A hotel suite for minister Micheál Martin cost the taxpayer more than €1,900 a night, records have shown.
The room, which came to a cost of €3,843 over two nights, ranks as probably the most expensive room ever booked on behalf of an Irish government minister.
The bill was amassed at the luxury Hotel Des Bergues in Geneva, Switzerland, where Martin stayed during a meeting of the World Health Assembly.
Martin, who is considered one of the frontrunners to succeed Taoiseach Brian Cowen as leader of Fianna Fáil, was minister for health at the time of the trip in May 2004.
The Cork minister, who is now minister for foreign affairs, has until now almost entirely avoided any criticism regarding his travel arrangements.
However, details have now emerged of high expenses Martin incurred on official business abroad while he was at a different department, following publication of the political expenses book Snouts in the Trough.
Overseas travel for the then health minister and ministers of state at the Department of Health cost up to €20,000 a month.

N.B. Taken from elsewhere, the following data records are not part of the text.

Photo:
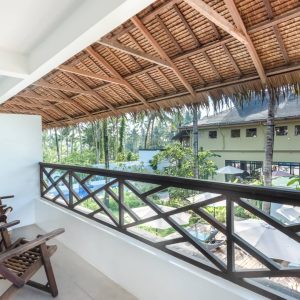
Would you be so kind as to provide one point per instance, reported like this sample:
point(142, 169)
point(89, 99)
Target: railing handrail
point(71, 189)
point(284, 196)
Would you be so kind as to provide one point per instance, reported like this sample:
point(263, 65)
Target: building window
point(281, 130)
point(212, 134)
point(235, 133)
point(251, 132)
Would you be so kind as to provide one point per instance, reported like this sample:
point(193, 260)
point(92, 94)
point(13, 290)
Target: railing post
point(121, 201)
point(70, 187)
point(229, 233)
point(41, 178)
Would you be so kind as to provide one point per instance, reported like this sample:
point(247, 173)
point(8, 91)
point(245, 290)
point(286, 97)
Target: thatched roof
point(173, 53)
point(252, 112)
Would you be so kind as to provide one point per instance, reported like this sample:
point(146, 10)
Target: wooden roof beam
point(168, 33)
point(208, 12)
point(93, 93)
point(249, 45)
point(88, 74)
point(186, 25)
point(276, 31)
point(234, 64)
point(52, 86)
point(191, 65)
point(213, 67)
point(130, 51)
point(44, 98)
point(102, 61)
point(256, 28)
point(137, 22)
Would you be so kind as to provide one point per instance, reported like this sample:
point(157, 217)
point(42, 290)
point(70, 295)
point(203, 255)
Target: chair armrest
point(6, 197)
point(30, 245)
point(10, 224)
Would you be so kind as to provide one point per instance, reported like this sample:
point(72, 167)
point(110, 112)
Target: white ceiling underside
point(36, 36)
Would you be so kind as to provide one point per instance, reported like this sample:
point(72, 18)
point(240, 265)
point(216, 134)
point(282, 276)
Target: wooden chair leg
point(49, 271)
point(9, 293)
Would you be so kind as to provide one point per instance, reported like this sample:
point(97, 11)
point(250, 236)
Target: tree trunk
point(195, 142)
point(80, 139)
point(147, 132)
point(269, 146)
point(106, 157)
point(98, 136)
point(57, 145)
point(121, 135)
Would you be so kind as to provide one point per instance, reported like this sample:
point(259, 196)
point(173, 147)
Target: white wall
point(20, 152)
point(147, 273)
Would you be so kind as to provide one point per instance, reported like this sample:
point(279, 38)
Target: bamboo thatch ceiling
point(173, 53)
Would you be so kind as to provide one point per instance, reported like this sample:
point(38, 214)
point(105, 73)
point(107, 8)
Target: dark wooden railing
point(136, 204)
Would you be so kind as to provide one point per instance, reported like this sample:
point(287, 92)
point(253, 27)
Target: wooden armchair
point(23, 259)
point(5, 241)
point(4, 209)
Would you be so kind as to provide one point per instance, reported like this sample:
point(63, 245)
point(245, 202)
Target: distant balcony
point(217, 227)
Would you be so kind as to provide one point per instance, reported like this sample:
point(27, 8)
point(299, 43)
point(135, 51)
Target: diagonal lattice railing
point(135, 204)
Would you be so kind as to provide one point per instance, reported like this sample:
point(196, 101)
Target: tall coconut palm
point(269, 145)
point(195, 141)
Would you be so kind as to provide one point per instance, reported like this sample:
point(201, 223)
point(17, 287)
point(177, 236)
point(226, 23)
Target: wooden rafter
point(208, 87)
point(88, 74)
point(186, 25)
point(44, 98)
point(208, 12)
point(276, 31)
point(211, 64)
point(249, 45)
point(57, 87)
point(53, 106)
point(238, 31)
point(195, 71)
point(168, 33)
point(102, 61)
point(234, 64)
point(276, 20)
point(136, 21)
point(93, 93)
point(128, 50)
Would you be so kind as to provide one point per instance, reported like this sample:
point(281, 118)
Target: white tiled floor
point(76, 279)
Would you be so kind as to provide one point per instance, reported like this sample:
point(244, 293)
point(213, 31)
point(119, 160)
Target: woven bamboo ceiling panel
point(173, 53)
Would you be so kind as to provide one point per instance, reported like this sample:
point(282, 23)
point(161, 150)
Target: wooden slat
point(118, 46)
point(88, 74)
point(249, 45)
point(168, 33)
point(212, 65)
point(162, 53)
point(276, 31)
point(186, 25)
point(234, 64)
point(95, 94)
point(102, 61)
point(208, 12)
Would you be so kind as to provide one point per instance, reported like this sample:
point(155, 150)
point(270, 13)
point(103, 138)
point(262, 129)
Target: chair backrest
point(211, 236)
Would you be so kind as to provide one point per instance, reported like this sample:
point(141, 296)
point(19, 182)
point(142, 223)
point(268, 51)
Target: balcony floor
point(76, 279)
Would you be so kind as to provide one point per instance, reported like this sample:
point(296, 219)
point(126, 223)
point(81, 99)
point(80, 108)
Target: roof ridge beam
point(208, 12)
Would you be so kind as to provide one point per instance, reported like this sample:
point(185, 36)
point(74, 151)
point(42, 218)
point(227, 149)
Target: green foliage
point(180, 162)
point(295, 180)
point(127, 156)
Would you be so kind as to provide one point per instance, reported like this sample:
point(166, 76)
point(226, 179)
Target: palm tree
point(195, 141)
point(269, 145)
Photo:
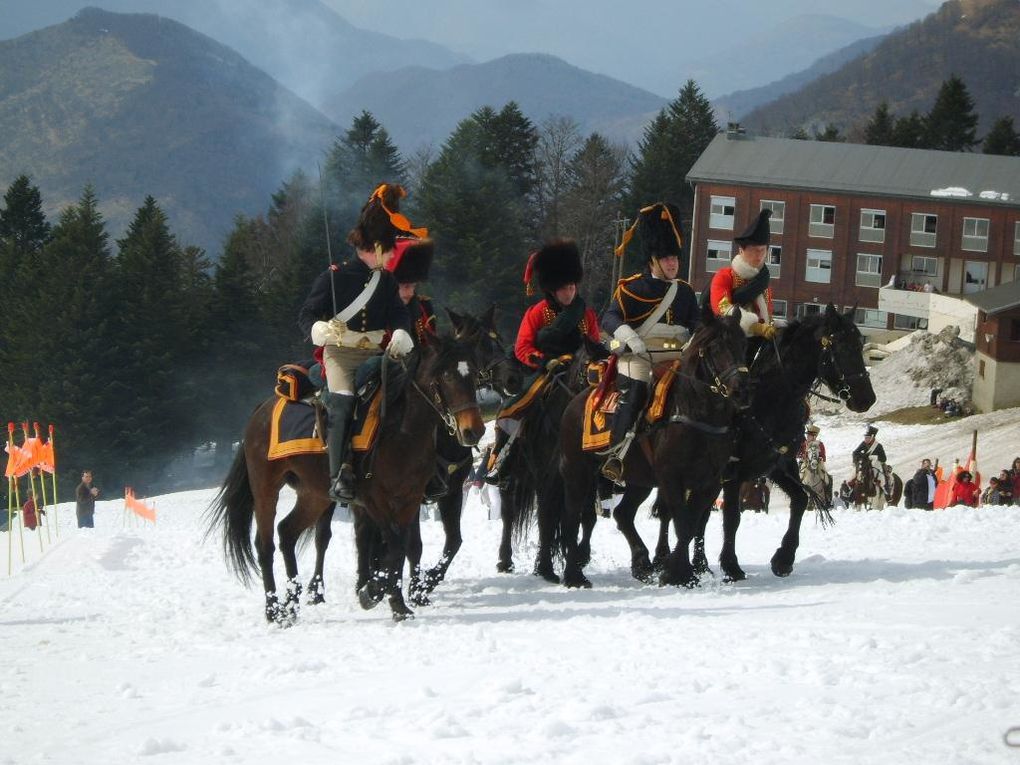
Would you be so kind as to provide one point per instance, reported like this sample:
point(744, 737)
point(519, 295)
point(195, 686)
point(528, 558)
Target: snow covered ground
point(895, 641)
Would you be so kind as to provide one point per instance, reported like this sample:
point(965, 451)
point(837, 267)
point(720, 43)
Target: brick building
point(849, 219)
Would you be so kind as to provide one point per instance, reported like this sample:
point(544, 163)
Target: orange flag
point(138, 507)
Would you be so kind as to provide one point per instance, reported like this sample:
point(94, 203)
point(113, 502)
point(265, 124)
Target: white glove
point(321, 333)
point(400, 344)
point(625, 335)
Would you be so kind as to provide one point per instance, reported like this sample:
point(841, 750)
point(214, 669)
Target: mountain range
point(975, 40)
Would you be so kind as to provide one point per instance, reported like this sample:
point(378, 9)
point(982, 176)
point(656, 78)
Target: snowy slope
point(895, 641)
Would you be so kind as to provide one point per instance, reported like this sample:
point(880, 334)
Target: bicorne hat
point(659, 231)
point(556, 264)
point(758, 232)
point(380, 220)
point(411, 260)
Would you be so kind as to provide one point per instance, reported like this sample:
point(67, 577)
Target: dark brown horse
point(825, 348)
point(683, 455)
point(390, 482)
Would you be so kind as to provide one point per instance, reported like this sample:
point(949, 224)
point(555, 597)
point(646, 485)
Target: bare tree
point(559, 140)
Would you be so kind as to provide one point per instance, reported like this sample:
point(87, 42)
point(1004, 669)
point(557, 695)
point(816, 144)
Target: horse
point(442, 388)
point(826, 348)
point(683, 455)
point(867, 492)
point(533, 481)
point(501, 371)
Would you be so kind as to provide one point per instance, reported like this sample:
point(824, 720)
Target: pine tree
point(597, 175)
point(1003, 139)
point(879, 131)
point(952, 123)
point(909, 132)
point(830, 135)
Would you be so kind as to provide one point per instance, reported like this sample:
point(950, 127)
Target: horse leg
point(550, 503)
point(450, 508)
point(323, 532)
point(730, 522)
point(415, 590)
point(782, 559)
point(505, 563)
point(624, 514)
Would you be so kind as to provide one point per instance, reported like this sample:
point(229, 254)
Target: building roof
point(998, 299)
point(858, 168)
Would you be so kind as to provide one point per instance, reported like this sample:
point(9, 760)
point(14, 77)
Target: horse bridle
point(843, 380)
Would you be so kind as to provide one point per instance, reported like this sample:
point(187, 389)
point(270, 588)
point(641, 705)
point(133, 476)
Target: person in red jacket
point(965, 492)
point(555, 326)
point(745, 283)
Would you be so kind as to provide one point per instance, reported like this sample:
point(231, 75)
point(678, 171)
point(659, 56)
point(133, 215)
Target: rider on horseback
point(873, 452)
point(350, 309)
point(745, 284)
point(652, 315)
point(553, 327)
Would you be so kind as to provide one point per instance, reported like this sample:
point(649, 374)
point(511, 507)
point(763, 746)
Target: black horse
point(502, 372)
point(533, 481)
point(826, 348)
point(683, 455)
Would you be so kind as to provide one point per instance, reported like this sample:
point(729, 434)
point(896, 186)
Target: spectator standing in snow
point(85, 501)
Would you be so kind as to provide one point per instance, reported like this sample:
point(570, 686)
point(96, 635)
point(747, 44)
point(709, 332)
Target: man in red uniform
point(745, 283)
point(554, 326)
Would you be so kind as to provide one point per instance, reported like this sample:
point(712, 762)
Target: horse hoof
point(367, 598)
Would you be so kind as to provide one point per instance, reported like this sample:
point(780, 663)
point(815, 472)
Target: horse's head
point(449, 373)
point(840, 366)
point(497, 368)
point(717, 352)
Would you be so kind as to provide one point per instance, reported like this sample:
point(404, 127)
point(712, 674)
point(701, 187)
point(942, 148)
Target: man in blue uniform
point(349, 310)
point(652, 315)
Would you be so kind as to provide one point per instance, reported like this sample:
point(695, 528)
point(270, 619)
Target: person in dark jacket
point(85, 501)
point(349, 311)
point(645, 328)
point(921, 491)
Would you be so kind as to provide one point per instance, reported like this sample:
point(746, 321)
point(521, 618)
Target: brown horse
point(390, 481)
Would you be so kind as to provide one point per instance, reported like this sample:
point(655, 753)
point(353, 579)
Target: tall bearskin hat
point(659, 231)
point(411, 260)
point(380, 220)
point(556, 264)
point(758, 232)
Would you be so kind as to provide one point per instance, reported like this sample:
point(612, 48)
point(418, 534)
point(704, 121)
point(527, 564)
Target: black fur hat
point(758, 233)
point(411, 260)
point(659, 231)
point(556, 264)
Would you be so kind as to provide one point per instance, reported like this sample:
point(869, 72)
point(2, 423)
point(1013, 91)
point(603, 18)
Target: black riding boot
point(633, 395)
point(341, 410)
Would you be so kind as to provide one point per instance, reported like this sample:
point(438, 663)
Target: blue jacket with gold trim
point(639, 295)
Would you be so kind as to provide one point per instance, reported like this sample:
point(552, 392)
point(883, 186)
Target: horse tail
point(234, 508)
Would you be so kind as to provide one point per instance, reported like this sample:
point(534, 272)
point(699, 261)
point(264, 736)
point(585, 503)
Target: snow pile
point(906, 376)
point(951, 191)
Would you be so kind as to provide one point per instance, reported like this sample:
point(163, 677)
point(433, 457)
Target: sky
point(895, 641)
point(650, 44)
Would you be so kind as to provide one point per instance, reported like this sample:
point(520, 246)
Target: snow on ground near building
point(895, 641)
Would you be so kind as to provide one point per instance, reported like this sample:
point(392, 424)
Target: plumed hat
point(380, 220)
point(556, 264)
point(758, 232)
point(659, 231)
point(411, 259)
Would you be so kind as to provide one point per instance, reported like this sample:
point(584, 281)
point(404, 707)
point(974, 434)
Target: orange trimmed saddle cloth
point(600, 407)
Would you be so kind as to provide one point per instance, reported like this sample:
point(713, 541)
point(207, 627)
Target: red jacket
point(965, 493)
point(541, 315)
point(722, 294)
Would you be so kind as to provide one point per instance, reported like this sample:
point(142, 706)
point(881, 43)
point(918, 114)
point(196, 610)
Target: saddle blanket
point(600, 408)
point(294, 429)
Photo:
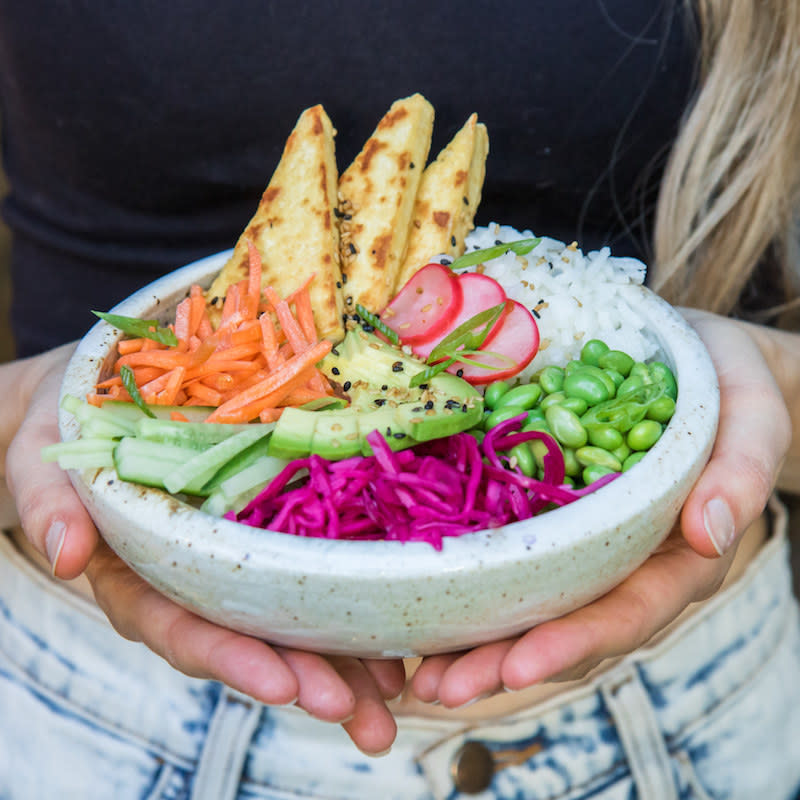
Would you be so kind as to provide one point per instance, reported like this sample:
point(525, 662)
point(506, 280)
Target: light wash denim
point(710, 713)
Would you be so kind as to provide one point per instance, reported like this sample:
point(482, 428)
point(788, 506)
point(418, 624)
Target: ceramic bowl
point(387, 599)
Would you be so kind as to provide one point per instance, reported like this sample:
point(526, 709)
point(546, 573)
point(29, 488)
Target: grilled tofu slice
point(377, 193)
point(448, 199)
point(294, 227)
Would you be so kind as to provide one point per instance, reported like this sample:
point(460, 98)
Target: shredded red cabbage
point(446, 487)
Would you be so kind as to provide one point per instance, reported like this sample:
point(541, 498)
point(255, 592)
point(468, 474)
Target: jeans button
point(472, 768)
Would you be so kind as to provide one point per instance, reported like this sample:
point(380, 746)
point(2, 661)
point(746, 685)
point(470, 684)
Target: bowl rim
point(539, 536)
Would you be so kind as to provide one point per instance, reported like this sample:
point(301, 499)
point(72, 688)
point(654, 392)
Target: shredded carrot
point(261, 358)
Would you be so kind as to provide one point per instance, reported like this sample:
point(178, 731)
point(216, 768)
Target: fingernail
point(54, 542)
point(719, 524)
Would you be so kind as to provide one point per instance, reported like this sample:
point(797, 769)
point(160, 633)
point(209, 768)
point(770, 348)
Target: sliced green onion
point(521, 247)
point(465, 336)
point(129, 382)
point(139, 328)
point(423, 376)
point(375, 321)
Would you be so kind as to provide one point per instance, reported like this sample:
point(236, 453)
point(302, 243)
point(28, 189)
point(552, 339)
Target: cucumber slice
point(199, 435)
point(149, 463)
point(193, 475)
point(81, 453)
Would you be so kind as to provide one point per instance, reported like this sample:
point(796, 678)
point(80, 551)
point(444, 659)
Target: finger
point(389, 675)
point(189, 643)
point(372, 727)
point(474, 675)
point(50, 511)
point(323, 693)
point(619, 622)
point(752, 440)
point(428, 676)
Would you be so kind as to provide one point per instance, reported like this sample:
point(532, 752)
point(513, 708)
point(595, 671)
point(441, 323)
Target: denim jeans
point(710, 712)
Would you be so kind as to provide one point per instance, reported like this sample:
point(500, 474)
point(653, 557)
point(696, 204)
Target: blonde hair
point(731, 186)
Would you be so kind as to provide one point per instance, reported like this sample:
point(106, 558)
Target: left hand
point(688, 567)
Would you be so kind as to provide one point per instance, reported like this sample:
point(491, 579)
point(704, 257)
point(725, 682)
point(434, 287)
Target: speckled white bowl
point(388, 598)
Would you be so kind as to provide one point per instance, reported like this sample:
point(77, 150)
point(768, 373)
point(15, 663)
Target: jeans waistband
point(63, 643)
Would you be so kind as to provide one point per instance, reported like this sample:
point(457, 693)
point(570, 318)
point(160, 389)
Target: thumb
point(753, 438)
point(51, 513)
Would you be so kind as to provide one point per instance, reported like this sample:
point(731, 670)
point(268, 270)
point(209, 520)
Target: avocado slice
point(336, 435)
point(376, 377)
point(293, 435)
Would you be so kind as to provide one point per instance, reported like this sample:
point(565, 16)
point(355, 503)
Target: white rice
point(576, 297)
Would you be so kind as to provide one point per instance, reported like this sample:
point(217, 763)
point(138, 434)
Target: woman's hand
point(753, 438)
point(343, 690)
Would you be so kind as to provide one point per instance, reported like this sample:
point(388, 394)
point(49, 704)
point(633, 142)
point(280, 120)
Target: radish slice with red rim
point(515, 340)
point(425, 306)
point(479, 292)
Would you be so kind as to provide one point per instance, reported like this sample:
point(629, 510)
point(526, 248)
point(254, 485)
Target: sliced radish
point(516, 338)
point(425, 306)
point(479, 292)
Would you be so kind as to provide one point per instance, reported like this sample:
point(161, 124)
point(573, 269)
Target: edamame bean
point(501, 415)
point(524, 396)
point(594, 472)
point(631, 384)
point(551, 379)
point(586, 386)
point(571, 466)
point(643, 435)
point(659, 371)
point(621, 453)
point(494, 391)
point(633, 459)
point(552, 399)
point(592, 350)
point(522, 456)
point(605, 436)
point(661, 409)
point(616, 360)
point(589, 455)
point(536, 413)
point(566, 426)
point(615, 376)
point(575, 404)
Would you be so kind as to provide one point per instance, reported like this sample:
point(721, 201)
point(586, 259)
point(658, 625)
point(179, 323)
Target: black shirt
point(139, 136)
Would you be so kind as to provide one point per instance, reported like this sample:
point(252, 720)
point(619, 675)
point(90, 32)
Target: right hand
point(349, 691)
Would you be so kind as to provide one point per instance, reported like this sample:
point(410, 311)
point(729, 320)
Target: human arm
point(342, 690)
point(754, 449)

In April 2004, the final bill for Martin, two junior ministers and some advisers came to €17,855, excluding flights.
On a trip to Prague that month, a total of €3,557 was spent by Martin and his delegation at the Hotel Intercontinental in the Czech capital.
Also paid out on that trip was a €48.43 bill at Tesco for "personal items" for the minister, including toothpaste, deodorant, body milk and razor blades.
The bill was tiny, however, when set against the cost of a limousine on a trip to San Francisco for St Patrick's Day that year. Booked through Carey Limousine, the cost of the car came to $12,072 (€9,876) in the space of just four days.
By June 2004, the bills were still arriving thick and fast and the Department of Health's overseas travel spend, not including airfares, was now up to €20,338.
Details of travel for former education minister Mary Hanafin have also emerged: more than €280,000 was spent in three years on the minister, her mother Mona and several civil servants.
Flights for three people to New Zealand, in the company of the President, cost more than €34,000, Department of Education records have shown.
Transport on that trip cost €2,747 while accommodation costs at the Intercontinental Hotel came to €1,110, with some costs understood to have been paid by another department.
Hanafin claimed €1,537 in subsistence while a VIP suite at airports en route cost €622 in 2007.